Yarım münevverin bazı zararlı imtiyazlar edinmesinden başka bir şeye yaramayan, kendisini halktan uzak tutan yarım yamalak bilgisine mukabil, halkın bilip onun bilmediği; halkın sahip, onun mahrum olduğu şeyler de vardır. Bunların başında halkın kendisine mahsus bazı inançlarının, kıymetlerinin ve kıymet şuurunun olması gelir, Bu itibarla dün olduğu gibi bugün de Türk topluluğu içinde hakir görülmesi lâzımgelen bir zümre varsa bunun halk olmadığı muhakkaktır. Bugün Türkiye’de zararlı bir sınıf ayrılığı meydana getirdiği için mücadele edilmesi gereken bir zümre varsa o da yarı münevverdir. Hakikatte memlekette yarım münevverle halk arasındaki ayrılıktan gayri hakikî bir sınıf ayrılığı bugün için mevcud değildir.

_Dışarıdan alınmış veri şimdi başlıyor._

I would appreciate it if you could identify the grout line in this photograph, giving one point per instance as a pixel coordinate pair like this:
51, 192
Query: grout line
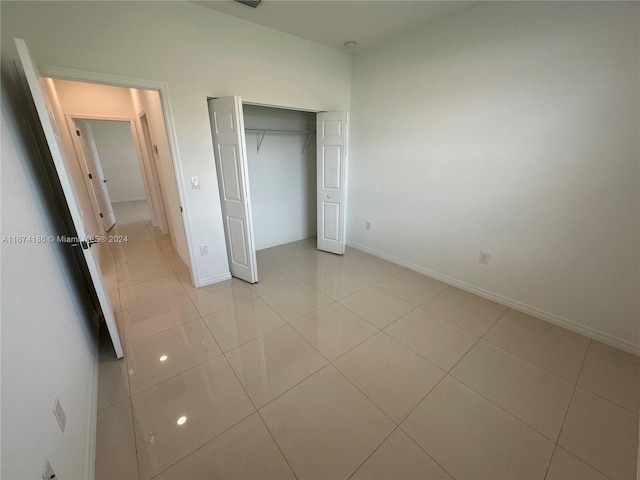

İşte bu noktayı kendisine has dehasıyla vazıh bir şekilde gören ve bunu defalarca ifade eden Atatürk bu zararlı ve sunî ayrılığı bertaraf etmek gayesiyle halkçılığı kabul etmiştir. Onun için halkçılık ne yapması gerektiği bilinmiyen mücerred, müphem bir mefhum olmayıp, gayet müşahhas, muhteva ve hedefleri olan bir program, bir çalışma zeminidir. Hakiki münevverle halkın birleşeceği, işbirliği edeceği bir zemin.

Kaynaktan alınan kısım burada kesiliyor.